Off-center impulse equations

Question

A rigid steel bar with mass $M$ is hit sideways (very close to its end) by a steel ball with mass $m$ and velocity $v$. What are the equations of motion after elastic impact and how about conservation of momentum and energy?

Answer 1

A rod of mass $M$ and length $\ell$ has mass moment of inertia $I = \frac{M}{12} \ell^2 $. The impact at a distance of $c = \frac{\ell}{2}$ from the center of mass imparts an impulse $J$, while an equal and opposite impulse $-J$ is applied to the projectile mass $m$.

The projectile is going to bounce with velocity $v_B = v - \frac{J}{m}$. The center of mass of the rod is going to start moving with velocity $v_C = \frac{J}{M}$ while the rod rotation is going to be $\omega = \frac{c J}{I}$.

The linear velocity of the point of impact is thus $v_A = v_C + \omega c = \frac{J}{M} + \frac{c^2 J}{I} $.

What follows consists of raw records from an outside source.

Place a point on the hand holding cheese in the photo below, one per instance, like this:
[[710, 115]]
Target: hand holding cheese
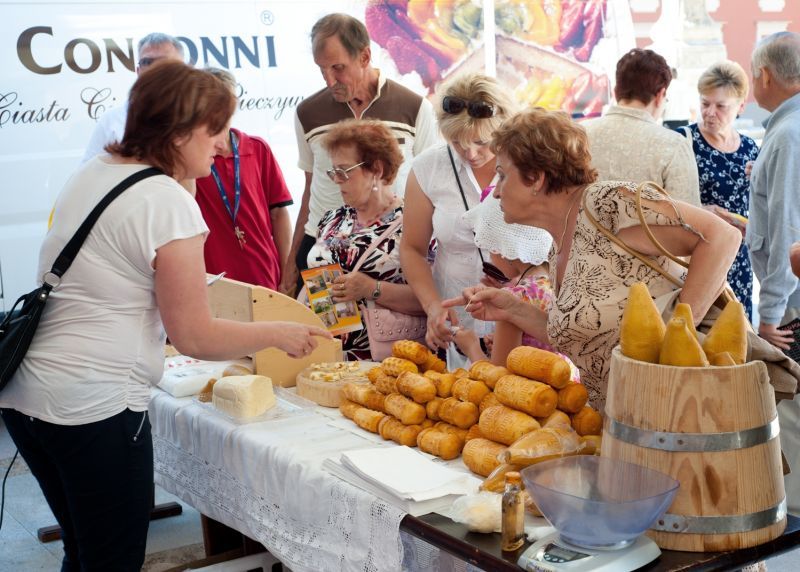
[[243, 395]]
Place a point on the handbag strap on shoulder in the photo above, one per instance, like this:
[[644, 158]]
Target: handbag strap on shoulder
[[70, 251]]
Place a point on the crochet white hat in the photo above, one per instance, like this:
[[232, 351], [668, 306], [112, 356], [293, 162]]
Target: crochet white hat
[[511, 241]]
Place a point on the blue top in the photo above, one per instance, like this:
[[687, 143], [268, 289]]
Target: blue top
[[775, 212], [724, 183]]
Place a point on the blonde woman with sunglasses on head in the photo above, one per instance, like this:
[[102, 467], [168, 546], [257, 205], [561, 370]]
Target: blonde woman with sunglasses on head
[[445, 181]]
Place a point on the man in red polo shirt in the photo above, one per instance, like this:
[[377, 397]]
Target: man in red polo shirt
[[244, 203]]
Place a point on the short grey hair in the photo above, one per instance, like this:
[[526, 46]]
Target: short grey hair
[[156, 39], [780, 52]]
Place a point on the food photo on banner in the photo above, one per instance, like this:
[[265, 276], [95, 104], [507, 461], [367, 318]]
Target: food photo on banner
[[67, 63]]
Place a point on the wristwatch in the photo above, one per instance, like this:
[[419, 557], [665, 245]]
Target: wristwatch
[[377, 292]]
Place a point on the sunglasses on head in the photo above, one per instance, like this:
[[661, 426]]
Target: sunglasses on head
[[493, 271], [476, 109]]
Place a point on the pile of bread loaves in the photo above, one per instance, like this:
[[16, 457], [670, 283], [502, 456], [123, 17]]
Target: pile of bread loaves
[[498, 418]]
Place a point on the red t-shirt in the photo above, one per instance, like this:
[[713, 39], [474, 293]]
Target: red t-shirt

The law of impact states that the final separating velocity is a fraction of the initial impacting velocity. $ v_A - v_B = \epsilon v $, where $\epsilon$ is the coefficient of restitution. Putting it all together yields: $$J = (1+\epsilon) \mu v $$$$\mu = \left( \frac{1}{m} + \frac{1}{M} + \frac{c^2}{I} \right)^{-1} $$

The term $\mu$ is called the reduced mass of the system, and it can be viewed as the effective mass of the impact. It converts the impact speed $v$ into momentum $\mu v$. Depending on the bounciness the exchanged momentum (impulse) is between $ J = \mu v \ldots 2 \mu v $. Back substitute $J$ into the equations above to find $v_C$, $\omega$ and $v_B$.

Answer 2

This is a standard rotational motion problem.

Use conservation of linear momentum for the translational motion.
Use conservation of angular momentum about any axis noting that some axes make the algebra easier than others.
Use conservation of kinetic energy as the collision is stated to be elastic.

Answer 3

Let us take the system - Rod + Ball

Let the final velocity of center of mass of rod and ball be $ v_1 $ and $ v_2 $ respectively.

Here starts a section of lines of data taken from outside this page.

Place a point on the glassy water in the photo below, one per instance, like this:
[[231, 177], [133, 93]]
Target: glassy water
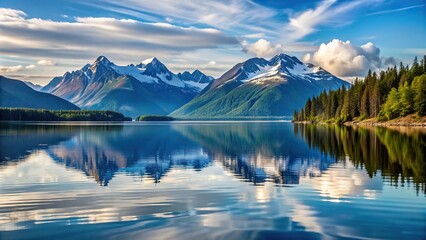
[[211, 180]]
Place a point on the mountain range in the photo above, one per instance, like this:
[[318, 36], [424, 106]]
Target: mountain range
[[256, 87], [15, 93], [260, 87], [145, 88]]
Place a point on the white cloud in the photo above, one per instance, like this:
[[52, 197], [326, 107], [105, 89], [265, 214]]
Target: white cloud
[[328, 12], [86, 38], [46, 62], [347, 60], [10, 69], [261, 48], [30, 66], [239, 15], [255, 35]]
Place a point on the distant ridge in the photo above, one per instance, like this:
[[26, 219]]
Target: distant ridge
[[260, 87], [17, 94], [147, 88]]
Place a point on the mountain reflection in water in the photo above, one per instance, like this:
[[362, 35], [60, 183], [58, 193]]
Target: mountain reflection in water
[[254, 152], [228, 180]]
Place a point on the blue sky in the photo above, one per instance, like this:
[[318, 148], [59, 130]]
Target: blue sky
[[45, 38]]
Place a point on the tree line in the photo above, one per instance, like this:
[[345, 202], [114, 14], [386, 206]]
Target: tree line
[[394, 92], [27, 114]]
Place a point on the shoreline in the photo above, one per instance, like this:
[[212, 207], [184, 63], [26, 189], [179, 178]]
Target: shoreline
[[411, 120]]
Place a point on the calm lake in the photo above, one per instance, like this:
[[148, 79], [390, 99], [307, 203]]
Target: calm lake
[[211, 180]]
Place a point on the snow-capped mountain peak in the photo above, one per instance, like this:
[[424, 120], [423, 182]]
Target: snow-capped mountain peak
[[102, 60]]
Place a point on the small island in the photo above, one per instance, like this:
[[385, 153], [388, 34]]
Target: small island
[[29, 114], [154, 118]]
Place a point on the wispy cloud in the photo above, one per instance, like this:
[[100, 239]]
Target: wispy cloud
[[327, 13], [88, 37], [395, 10], [10, 69], [238, 15]]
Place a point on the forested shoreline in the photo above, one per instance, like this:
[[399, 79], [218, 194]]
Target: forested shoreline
[[28, 114], [396, 92]]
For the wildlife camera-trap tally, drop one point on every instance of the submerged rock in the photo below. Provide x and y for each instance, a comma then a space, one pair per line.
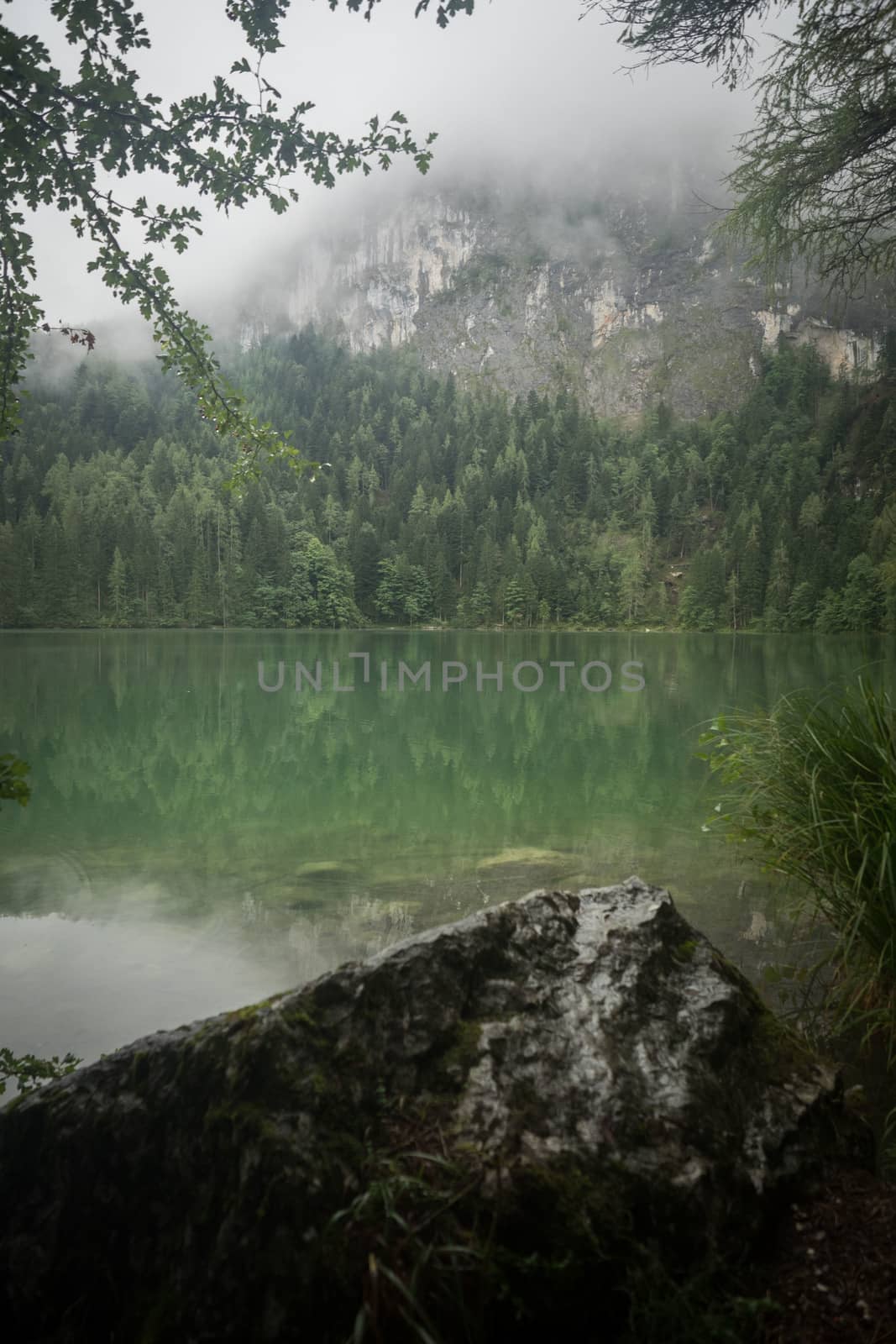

As there is no net external force on the system, the net linear momentum of the system will be conserved. $ mv = Mv_1 + mv_2 $

And, as there is no net external torque about the COM of the system, the angular momentum of the system about it's COM will be conserved.

This will give you one more equation with $ v_1 $, $ v_2 $ and $ v $.

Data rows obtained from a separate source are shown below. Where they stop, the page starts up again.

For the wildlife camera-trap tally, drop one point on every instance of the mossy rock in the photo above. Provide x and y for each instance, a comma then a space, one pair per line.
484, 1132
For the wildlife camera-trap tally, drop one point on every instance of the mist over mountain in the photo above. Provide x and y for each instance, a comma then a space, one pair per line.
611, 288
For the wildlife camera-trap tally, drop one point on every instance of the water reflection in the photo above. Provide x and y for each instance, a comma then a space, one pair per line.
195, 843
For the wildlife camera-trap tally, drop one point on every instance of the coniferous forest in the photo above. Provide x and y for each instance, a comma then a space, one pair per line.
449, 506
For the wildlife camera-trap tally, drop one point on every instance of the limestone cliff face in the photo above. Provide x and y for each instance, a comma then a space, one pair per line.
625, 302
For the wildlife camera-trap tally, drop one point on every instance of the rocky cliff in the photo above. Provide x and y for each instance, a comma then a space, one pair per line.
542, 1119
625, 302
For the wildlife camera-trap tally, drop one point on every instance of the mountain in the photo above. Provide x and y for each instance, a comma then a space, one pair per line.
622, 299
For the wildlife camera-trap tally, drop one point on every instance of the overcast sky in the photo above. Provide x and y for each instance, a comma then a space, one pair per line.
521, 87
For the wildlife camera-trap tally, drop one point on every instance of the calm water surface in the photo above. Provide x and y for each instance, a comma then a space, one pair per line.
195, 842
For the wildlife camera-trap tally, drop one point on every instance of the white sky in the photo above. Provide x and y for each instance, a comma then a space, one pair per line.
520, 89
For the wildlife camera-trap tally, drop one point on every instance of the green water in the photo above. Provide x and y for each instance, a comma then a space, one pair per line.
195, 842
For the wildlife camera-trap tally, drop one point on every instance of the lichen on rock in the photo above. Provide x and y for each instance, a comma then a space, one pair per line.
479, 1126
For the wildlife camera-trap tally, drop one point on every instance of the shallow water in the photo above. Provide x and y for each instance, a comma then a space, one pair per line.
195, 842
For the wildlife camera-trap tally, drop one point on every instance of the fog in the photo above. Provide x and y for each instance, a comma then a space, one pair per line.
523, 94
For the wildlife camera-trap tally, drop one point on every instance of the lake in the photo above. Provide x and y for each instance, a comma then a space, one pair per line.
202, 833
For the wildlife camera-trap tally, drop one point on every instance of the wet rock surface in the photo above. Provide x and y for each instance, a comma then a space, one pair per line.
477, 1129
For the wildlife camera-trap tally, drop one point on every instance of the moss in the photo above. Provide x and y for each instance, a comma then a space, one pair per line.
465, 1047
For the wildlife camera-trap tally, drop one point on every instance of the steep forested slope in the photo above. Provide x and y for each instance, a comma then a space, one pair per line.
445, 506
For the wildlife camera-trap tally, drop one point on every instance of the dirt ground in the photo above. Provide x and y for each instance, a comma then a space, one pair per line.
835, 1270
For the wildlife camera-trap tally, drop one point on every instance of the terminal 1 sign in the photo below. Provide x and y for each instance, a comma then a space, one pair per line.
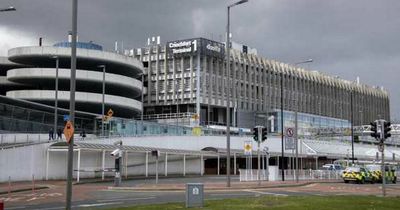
190, 47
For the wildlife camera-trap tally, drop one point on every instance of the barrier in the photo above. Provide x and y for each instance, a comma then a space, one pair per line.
251, 175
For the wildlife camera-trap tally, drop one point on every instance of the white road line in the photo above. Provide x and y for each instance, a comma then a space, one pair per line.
126, 199
18, 207
238, 194
51, 208
265, 193
98, 204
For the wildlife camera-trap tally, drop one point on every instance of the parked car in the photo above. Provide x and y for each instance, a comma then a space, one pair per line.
357, 174
390, 173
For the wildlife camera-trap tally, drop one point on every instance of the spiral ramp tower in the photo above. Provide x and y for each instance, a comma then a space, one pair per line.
30, 74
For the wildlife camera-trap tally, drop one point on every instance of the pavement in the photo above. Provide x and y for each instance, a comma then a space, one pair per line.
97, 194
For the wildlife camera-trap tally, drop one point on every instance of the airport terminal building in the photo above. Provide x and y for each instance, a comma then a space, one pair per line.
190, 76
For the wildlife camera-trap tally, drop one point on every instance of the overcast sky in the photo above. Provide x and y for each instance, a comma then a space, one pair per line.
346, 38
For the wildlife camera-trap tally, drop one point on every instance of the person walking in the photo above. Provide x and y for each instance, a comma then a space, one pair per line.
59, 134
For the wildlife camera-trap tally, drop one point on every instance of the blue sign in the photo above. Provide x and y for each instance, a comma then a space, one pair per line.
66, 117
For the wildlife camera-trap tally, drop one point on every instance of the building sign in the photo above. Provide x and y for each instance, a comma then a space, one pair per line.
247, 148
190, 47
290, 143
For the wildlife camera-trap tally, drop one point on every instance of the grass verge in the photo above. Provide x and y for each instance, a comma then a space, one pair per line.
290, 202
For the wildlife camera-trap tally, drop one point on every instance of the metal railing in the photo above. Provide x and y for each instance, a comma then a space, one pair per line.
247, 175
251, 175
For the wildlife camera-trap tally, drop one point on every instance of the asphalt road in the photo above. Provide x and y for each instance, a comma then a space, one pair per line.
98, 195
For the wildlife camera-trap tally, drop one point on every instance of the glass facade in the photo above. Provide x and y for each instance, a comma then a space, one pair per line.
83, 45
125, 127
309, 124
24, 120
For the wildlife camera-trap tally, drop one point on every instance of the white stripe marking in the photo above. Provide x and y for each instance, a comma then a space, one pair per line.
265, 193
126, 199
98, 204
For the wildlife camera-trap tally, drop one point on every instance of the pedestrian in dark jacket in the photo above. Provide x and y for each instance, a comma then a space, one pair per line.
59, 134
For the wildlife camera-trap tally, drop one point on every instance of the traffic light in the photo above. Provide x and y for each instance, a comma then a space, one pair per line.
386, 130
264, 134
255, 133
374, 129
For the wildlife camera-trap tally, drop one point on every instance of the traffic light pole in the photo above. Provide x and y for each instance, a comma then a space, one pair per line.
382, 145
383, 173
260, 131
72, 103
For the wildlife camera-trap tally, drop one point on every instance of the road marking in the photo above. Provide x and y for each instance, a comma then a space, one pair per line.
265, 193
126, 199
226, 194
98, 204
51, 208
18, 207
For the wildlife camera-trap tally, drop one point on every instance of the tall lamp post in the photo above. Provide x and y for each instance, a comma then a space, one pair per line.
8, 9
228, 100
56, 96
102, 100
72, 102
296, 129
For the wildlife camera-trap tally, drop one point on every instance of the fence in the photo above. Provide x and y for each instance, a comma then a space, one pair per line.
251, 175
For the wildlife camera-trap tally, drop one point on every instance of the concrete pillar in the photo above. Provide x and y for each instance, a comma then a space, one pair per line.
78, 165
126, 165
147, 164
218, 164
166, 164
184, 164
234, 163
103, 164
47, 164
201, 165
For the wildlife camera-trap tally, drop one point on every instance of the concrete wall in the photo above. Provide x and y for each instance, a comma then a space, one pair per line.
21, 163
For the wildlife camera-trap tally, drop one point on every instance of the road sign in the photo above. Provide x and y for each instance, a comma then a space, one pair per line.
289, 143
247, 148
289, 132
381, 147
110, 113
196, 131
68, 131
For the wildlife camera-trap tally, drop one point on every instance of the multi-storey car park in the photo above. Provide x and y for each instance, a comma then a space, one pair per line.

Solve both equations simultaneously to get the results.

Answer 4

The linear motion of the bars center in the direction of the ball will be as if the ball had hit the bar at its center. The ball will bounce off the bar in the exact opposite direction but with reduced speed. The ball will also make the bar rotate around its center with some angular velocity. After impact, the sum of the translational energy of the ball and the bar and the rotational energy of the bar must equal the translational energy of the ball before impact (assuming no friction or deformation energy during impact). In this example, the conservation of momentum only seems to apply to the translational motion and does not include conservation of angular momentum?